|Flatworm in Hawaiʻi can act as a paratenic host of rat lungworm. |
Photo credit: Shinji Sugiura CC4
While many people know that rat lungworm disease can be spread to humans by slugs and snails, new research shows those creatures are not the only ones that have been transmitting the illness.
Researchers from the University of Hawaiʻi at Mānoa and the University of London, UK, combed through nearly 140 scientific studies published between 1962–2022 and found 32 species of freshwater prawns/shrimp, crayfish, crabs, flatworms, fish, sea snakes, frogs, toads, lizards, centipedes, cattle, pigs and snails can act as carriers of the rat lungworm parasite (Angiostrongylus cantonensis). Of these, at least 13 species of prawns/shrimp, crabs, flatworms, fish, frogs, toads, lizards and centipedes have been associated with causing rat lungworm disease in humans.
Robert Cowie, senior author on the study and faculty member in UH Mānoa’s School of Ocean and Earth Science and Technology (SOEST), supervised Helena Turck, first author and graduate student at the University of London, UK, who did this study as her master’s degree thesis research, remotely during the pandemic. Professor Mark Fox of the Royal Veterinary College also collaborated on the study.
Cowie explained that the rat lungworm has a complex life cycle that involves slugs and snails as so-called “intermediate” hosts and rats as “definitive” hosts in which the worms reach maturity and reproduce. Rats become infected when they eat an infected snail or slug. People also become infected when they eat an infected snail or slug, and this can lead to serious illness and occasionally death.
Humans, accidental hosts
“But people can also get infected if they eat so-called paratenic hosts, which are also known as carrier hosts,” said Cowie, who is a research professor in SOEST’s Pacific Biosciences Research Center. “These are animals that become infected by eating infected snails or slugs, but in which the worms cannot develop to maturity as they do in a rat. However, in such hosts the worms become dormant, but still infective. And if one of these hosts, or part of one, is then eaten raw by a person—an accidental host—development can continue, but only up to a point.”
Rat lungworm development happens when they are in the person’s brain, where they are moving around, feeding and growing, but then the worms die without completing their life cycle. The damage to the brain and the massive inflammation that results when they die is primarily what causes the symptoms of rat lungworm disease.
“It is important to know not only that snails and slugs can transmit rat lungworm parasites to humans but also which other animals—which paratenic hosts—can also do so,” Cowie said. “The goal of the study was to pull all the information on paratenic hosts and their role in transmission of rat lungworm disease, previously scattered in diverse publications and obscure reports, together into one place and develop a global understanding of their diversity and role in disease transmission.”

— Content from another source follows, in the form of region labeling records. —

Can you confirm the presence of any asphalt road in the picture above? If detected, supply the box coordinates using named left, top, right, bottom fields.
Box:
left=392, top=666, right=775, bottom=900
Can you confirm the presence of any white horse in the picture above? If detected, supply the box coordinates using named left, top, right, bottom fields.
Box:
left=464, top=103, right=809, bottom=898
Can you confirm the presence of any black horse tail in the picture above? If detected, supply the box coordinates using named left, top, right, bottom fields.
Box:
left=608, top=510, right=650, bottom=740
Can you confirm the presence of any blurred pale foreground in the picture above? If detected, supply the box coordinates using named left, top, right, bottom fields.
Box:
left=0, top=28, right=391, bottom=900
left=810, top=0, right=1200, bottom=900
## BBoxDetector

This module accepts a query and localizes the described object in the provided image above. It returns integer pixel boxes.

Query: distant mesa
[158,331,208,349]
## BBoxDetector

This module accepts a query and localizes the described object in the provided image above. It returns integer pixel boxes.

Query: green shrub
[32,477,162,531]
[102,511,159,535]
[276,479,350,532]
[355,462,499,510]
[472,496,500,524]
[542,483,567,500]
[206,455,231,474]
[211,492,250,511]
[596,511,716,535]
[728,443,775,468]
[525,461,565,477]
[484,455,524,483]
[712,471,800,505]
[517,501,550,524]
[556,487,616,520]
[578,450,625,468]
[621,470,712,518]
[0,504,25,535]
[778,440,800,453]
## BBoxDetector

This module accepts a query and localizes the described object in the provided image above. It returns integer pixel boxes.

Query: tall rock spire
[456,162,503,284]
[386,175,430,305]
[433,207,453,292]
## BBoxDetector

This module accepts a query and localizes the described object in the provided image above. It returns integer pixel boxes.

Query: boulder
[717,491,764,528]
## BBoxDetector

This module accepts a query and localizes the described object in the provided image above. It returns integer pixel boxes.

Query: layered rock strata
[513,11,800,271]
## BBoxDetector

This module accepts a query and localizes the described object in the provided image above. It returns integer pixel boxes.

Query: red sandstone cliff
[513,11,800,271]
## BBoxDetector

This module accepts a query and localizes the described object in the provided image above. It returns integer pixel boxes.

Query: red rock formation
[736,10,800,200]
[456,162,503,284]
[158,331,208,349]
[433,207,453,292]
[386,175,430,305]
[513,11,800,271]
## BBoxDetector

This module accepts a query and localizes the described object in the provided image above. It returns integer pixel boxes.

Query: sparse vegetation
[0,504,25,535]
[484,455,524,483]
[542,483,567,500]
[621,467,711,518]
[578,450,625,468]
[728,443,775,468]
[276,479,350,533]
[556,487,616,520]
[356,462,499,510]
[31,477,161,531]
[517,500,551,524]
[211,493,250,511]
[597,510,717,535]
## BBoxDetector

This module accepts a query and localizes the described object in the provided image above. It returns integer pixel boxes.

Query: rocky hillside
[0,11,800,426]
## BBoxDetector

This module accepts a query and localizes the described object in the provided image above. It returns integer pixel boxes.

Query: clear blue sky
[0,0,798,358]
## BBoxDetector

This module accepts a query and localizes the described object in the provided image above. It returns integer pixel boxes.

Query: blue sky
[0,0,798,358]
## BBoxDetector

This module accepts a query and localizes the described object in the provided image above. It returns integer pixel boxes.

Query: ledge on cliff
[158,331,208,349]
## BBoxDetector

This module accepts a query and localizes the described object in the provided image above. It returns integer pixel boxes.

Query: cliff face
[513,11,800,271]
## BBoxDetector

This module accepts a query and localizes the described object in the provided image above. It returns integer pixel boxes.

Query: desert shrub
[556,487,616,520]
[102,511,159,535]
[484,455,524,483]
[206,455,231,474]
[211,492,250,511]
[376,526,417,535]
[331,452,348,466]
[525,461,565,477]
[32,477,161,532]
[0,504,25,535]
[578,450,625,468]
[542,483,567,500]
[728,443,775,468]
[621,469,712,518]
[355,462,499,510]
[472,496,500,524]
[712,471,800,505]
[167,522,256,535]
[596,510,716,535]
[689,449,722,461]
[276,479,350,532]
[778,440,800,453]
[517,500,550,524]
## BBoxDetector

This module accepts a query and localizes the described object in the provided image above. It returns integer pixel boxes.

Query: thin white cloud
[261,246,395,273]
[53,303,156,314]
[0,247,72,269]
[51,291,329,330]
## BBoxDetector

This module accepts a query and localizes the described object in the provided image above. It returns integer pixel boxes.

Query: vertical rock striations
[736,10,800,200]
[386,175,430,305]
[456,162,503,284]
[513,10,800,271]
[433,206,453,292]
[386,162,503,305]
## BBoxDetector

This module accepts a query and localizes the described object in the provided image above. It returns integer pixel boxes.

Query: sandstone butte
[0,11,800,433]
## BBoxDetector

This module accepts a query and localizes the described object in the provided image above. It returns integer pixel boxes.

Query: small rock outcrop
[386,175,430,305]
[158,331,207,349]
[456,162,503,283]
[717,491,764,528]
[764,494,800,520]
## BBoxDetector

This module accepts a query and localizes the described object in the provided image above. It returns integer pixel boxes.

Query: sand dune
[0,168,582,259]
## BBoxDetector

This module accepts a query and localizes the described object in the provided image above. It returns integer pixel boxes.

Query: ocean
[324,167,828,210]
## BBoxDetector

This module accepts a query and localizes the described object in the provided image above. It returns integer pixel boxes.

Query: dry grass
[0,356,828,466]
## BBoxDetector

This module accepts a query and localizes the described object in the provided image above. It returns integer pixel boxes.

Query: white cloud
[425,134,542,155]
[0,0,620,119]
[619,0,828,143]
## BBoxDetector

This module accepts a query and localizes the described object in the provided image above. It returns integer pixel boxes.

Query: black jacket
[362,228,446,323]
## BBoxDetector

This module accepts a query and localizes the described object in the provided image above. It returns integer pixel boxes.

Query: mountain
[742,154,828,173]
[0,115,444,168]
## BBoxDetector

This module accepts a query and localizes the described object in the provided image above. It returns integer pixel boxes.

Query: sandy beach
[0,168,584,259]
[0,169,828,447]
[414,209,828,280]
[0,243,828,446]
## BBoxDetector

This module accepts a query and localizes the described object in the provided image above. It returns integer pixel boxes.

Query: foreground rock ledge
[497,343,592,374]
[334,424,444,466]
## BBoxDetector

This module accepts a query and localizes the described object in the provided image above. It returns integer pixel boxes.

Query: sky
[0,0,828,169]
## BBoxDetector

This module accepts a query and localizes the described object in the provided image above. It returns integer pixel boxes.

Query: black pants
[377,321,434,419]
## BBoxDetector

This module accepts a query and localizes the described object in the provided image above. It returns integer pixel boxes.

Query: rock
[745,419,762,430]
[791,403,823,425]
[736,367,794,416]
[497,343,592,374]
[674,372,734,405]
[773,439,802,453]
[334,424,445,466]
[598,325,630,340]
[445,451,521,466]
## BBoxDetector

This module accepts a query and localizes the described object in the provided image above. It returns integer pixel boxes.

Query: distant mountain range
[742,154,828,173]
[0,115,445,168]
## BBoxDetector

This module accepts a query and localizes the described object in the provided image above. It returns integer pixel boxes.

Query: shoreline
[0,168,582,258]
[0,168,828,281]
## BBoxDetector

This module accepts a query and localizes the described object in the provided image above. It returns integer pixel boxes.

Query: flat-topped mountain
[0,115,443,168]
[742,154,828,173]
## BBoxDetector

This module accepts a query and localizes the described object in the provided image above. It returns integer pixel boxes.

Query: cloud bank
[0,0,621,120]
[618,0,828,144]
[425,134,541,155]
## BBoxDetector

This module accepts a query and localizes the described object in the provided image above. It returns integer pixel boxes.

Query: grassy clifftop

Rat lungworm disease globally
|Puerto Rican coqui frog. |
Photo credit: U.S. Department of Agriculture
Rat lungworm disease is at present confined largely to the tropics and subtropics.
Hawaiʻi is a global center of the incidence of rat lungworm disease, and it was in Hawaiʻi where the connection between the parasite and the disease was first discovered, by UH and U.S. government scientists in the early 1960s.
“Several species capable of acting as carriers (paratenic hosts) are present in Hawaiʻi, including flatworms, centipedes, coqui frogs and cane toads,” said Cowie. “While people in Hawaiʻi are unlikely to eat these animals, it is not unknown for people to do so on a dare, and become seriously ill. Elsewhere, certain paratenic hosts are eaten for supposed health reasons—frogs in Taiwan and Japan, or to enhance virility—lizards in Thailand.”
Domestic animals, especially dogs and horses, can also become infected by the rat lungworm parasite, including in Hawaiʻi, probably mostly from accidentally or deliberately eating snails or slugs.
Other notable regions where rat lungworm disease is prevalent include South and Southeast Asia, where it probably originated, southern China, Taiwan, southern Japan, various Pacific islands and archipelagos, Brazil, the Caribbean islands and Australia. The parasite has also been reported from the Canary Islands and Balearic Islands of Spain, as well as southeastern parts of the U.S. Climate change may lead to its further spread into currently more temperate regions.
There are several things people can do to prevent infection by rat lungworm.
“Awareness of which species may harbor the parasite is critically important both in Hawaiʻi and more widely,” said Cowie. “These animals should not be consumed raw. Additionally, wash all fruits and vegetables well under running water and inspect them for slugs, snails and possible other hosts such as flatworms so as to avoid inadvertently eating them or parts of them.”